The U.S. National Transportation Safety Board in a hearing on Tuesday knocked Apple for failing to enforce policies that restrict employees from using smartphones while driving, a practice that could have saved the life of engineer Walter Huang.
In 2018, Huang was involved in a fatal crash in Mountain View, Calif., when the Autopilot system on his Tesla Model X failed to recognize an obstacle, plowing the car headlong into a highway barrier at 71 miles per hour. Two cars subsequently hit Huang's vehicle and the Tesla's high-voltage battery was breached, resulting in a fire. Huang succumbed to his injuries after being transported to a nearby hospital.
At the hearing today, NTSB classified Huang, who was playing a game on a company-issued mobile device at the time of the crash, as a distracted driver, reports CNBC. Both Apple and Tesla are partially to blame for the engineer's death, according to remarks made by NTSB officials.
Tesla was taken to task for failing to prevent misuse of Autopilot, a driver assistance feature included in its range of cars and SUVs. The system's forward collision warning system failed to alert Huang to the approaching barrier, nor did its automatic emergency braking system activate prior to impact.
Bruce Landsberg, a vice chairman for NTSB, called Tesla's Autosteer feature "completely inadequate." The feature is designed to navigate tight roads and keep vehicles in their lane while traveling at highway speeds.

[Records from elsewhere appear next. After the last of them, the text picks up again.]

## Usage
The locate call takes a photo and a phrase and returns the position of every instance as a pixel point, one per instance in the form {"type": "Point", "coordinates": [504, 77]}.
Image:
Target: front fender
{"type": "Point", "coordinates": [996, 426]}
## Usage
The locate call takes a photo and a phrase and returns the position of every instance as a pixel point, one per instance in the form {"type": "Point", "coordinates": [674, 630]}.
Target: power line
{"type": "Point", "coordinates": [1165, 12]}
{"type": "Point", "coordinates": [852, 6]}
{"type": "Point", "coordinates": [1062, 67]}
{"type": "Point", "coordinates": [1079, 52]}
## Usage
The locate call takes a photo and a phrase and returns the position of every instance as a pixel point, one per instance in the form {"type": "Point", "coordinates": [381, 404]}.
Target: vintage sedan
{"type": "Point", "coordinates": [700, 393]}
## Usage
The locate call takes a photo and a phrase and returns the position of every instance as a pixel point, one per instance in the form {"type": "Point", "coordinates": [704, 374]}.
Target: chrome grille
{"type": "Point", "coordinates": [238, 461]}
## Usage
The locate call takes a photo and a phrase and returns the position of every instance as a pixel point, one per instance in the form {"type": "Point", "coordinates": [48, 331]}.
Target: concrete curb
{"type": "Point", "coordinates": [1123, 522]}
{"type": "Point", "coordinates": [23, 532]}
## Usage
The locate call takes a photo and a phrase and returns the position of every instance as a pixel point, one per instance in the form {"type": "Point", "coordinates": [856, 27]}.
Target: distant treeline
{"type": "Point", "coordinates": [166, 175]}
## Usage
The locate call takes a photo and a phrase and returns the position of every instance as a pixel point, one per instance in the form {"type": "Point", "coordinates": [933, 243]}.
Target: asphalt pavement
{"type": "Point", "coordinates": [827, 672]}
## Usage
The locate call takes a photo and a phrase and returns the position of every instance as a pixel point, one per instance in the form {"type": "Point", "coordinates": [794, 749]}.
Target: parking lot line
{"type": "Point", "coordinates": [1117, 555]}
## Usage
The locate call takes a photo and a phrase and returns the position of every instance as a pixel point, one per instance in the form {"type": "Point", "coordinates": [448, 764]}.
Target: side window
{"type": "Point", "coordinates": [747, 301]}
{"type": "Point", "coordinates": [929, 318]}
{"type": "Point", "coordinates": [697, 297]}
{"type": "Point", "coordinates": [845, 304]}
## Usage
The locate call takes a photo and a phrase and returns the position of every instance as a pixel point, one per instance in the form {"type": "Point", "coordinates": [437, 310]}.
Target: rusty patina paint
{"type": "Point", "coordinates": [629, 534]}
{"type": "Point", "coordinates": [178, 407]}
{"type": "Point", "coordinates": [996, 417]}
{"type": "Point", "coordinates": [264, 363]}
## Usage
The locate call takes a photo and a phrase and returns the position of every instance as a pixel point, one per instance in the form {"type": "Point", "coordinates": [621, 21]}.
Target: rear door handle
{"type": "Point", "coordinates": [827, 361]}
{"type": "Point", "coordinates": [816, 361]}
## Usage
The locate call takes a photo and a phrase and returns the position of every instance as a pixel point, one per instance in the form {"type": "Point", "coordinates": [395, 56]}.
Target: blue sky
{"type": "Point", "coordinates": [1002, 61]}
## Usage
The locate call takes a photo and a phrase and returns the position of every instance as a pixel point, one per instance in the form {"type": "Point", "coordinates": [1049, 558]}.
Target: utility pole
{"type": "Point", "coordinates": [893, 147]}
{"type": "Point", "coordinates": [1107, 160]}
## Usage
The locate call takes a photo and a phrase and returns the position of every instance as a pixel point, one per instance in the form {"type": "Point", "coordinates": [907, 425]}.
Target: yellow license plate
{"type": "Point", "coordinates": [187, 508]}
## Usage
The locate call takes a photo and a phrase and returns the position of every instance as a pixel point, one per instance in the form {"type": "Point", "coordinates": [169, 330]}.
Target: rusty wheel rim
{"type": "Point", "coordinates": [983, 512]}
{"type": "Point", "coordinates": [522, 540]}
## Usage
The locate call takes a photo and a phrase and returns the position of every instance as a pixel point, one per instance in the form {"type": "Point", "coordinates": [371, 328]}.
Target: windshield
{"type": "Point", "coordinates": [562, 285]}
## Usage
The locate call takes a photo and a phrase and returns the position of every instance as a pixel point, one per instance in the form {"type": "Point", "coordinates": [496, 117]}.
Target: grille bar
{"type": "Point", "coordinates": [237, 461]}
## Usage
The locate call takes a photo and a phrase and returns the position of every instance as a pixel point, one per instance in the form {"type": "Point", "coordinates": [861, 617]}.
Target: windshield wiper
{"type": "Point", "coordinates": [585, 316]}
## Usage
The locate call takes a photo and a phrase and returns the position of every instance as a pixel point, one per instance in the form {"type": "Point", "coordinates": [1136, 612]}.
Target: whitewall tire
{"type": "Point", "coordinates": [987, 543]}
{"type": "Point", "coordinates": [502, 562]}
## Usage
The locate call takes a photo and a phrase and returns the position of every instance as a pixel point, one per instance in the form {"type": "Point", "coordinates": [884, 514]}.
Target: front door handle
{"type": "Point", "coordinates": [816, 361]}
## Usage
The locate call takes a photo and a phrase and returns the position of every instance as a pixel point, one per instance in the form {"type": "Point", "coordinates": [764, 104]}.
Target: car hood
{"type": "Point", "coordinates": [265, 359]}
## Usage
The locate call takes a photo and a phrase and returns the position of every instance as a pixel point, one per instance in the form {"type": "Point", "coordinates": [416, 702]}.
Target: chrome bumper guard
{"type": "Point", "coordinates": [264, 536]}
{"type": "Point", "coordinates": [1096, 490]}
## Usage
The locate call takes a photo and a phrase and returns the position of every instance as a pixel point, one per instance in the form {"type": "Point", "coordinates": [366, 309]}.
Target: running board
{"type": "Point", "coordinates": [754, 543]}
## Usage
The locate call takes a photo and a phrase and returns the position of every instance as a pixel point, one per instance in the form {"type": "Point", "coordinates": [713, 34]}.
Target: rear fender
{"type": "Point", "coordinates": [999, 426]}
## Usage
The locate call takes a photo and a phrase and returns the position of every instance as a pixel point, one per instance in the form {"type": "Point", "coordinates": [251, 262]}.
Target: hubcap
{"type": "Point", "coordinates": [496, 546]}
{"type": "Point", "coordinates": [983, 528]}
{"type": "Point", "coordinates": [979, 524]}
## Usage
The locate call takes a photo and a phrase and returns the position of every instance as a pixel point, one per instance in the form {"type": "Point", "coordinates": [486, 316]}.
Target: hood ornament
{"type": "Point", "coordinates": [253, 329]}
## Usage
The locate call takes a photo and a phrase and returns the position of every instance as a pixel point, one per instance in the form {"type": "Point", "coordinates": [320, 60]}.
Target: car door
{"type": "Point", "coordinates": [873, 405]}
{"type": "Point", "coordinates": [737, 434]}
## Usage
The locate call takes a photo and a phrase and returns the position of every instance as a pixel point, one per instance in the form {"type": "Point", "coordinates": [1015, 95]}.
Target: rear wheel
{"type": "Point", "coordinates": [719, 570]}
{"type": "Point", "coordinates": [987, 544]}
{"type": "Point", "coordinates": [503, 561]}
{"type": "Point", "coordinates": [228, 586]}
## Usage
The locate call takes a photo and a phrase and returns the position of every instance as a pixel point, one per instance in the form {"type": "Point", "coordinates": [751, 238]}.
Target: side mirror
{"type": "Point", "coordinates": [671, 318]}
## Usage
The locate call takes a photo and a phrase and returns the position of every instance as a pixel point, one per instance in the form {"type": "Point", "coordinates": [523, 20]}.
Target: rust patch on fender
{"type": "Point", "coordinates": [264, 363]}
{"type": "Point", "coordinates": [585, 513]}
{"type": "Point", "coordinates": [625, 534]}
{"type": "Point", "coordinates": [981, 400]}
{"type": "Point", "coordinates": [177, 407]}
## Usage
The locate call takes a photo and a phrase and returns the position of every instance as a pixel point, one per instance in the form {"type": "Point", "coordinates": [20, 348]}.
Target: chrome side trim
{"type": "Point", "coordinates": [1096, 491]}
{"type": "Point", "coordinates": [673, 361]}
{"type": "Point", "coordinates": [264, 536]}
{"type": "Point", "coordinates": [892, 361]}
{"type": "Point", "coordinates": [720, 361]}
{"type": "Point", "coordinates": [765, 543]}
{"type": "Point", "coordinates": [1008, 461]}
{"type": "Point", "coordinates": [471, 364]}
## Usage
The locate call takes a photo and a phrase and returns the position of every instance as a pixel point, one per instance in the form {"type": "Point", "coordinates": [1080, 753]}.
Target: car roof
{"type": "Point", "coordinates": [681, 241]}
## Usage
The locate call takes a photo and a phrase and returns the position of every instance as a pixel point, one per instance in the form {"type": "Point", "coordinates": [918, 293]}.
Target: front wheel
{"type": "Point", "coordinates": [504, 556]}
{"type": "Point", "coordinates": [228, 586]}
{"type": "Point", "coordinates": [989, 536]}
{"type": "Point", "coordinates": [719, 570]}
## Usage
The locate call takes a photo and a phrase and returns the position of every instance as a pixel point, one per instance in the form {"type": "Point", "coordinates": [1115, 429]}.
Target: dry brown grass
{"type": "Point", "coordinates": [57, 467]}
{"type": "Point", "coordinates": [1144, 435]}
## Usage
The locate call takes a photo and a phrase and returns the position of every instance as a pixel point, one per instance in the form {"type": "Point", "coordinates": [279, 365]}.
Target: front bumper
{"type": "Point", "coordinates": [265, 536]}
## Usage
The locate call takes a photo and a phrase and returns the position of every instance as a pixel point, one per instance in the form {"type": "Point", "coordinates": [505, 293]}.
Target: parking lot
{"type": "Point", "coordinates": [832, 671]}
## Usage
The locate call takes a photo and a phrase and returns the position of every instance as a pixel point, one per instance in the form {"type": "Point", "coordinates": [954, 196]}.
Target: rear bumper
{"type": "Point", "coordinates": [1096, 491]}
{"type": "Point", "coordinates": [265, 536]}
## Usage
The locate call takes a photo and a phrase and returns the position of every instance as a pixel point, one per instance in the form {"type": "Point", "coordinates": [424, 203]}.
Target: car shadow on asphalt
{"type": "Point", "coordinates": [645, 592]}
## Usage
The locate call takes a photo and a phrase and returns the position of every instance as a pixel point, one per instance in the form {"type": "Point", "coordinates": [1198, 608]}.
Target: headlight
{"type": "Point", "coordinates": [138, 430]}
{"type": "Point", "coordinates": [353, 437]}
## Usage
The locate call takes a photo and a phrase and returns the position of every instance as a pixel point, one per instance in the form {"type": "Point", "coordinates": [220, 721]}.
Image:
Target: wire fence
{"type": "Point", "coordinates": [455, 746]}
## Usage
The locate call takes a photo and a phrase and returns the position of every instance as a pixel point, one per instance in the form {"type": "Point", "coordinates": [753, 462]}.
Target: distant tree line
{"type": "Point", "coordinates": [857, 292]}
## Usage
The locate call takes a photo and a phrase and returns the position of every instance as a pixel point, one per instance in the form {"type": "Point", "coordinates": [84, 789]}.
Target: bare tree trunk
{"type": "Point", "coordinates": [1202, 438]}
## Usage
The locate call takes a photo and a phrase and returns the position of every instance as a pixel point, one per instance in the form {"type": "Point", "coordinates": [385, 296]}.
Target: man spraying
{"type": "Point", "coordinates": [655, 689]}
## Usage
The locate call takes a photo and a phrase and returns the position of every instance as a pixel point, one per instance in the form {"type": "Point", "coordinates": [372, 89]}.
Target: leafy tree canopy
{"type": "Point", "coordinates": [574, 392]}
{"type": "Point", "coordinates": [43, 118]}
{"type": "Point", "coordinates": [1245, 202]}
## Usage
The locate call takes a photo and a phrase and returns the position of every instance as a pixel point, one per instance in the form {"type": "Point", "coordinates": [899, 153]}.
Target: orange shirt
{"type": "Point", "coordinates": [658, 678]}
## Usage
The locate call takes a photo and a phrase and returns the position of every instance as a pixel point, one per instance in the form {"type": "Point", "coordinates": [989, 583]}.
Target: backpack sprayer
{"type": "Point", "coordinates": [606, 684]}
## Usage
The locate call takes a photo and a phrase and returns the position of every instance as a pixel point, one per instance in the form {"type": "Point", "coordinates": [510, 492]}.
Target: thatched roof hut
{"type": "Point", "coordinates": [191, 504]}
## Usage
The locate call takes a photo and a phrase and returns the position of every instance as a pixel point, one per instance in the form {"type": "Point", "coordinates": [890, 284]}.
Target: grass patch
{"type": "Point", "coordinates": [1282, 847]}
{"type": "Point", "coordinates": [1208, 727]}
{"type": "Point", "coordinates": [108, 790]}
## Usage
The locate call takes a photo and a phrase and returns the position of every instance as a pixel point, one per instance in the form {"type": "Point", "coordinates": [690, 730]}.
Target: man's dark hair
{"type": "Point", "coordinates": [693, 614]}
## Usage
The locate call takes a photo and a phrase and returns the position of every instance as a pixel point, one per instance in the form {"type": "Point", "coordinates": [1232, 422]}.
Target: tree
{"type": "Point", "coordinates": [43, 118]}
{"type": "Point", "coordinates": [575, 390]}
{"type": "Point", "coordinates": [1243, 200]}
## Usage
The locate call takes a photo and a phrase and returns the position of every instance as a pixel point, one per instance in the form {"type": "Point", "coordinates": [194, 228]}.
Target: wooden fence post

The automaker has been criticized for muddying already murky automated driving waters with its Autopilot branding. Consumers are either not clear about vehicle automation limitations or disregard warnings that require drivers to supervise onboard systems at all times and intervene when necessary.
Tesla's Autopilot is classified as a level 2 automated system, far from a theoretical level 5 self-driving car capable of acting as a user's personal chauffeur. Still, as noted by NTSB Chairman Robert Sumwalt, Huang was "using level 2 automation as if it were full automation."
Sumwalt also laid blame on Apple, saying in a statement, "The driver in this crash was employed by Apple — a tech leader. But when it comes to recognizing the need for a company PED policy, Apple is lagging because they don't have such a policy."
The comments dovetailed with NTSB arguments revolving around employer responsibility. During the hearing, NTSB officials noted companies need to enact strict policies prohibiting the use of cellphones while driving. Apple currently lacks such rules.
"We expect our employees to follow the law," Apple said in a statement to CNBC.
Beyond corporate measures, NTSB argued a case for technological solutions like a lock-out mechanism that restricts mobile device access when a vehicle is in motion. Apple's has incorporated such capabilities into its iOS mobile operating system with a "Do Not Disturb While Driving" option, but the feature is disabled by default.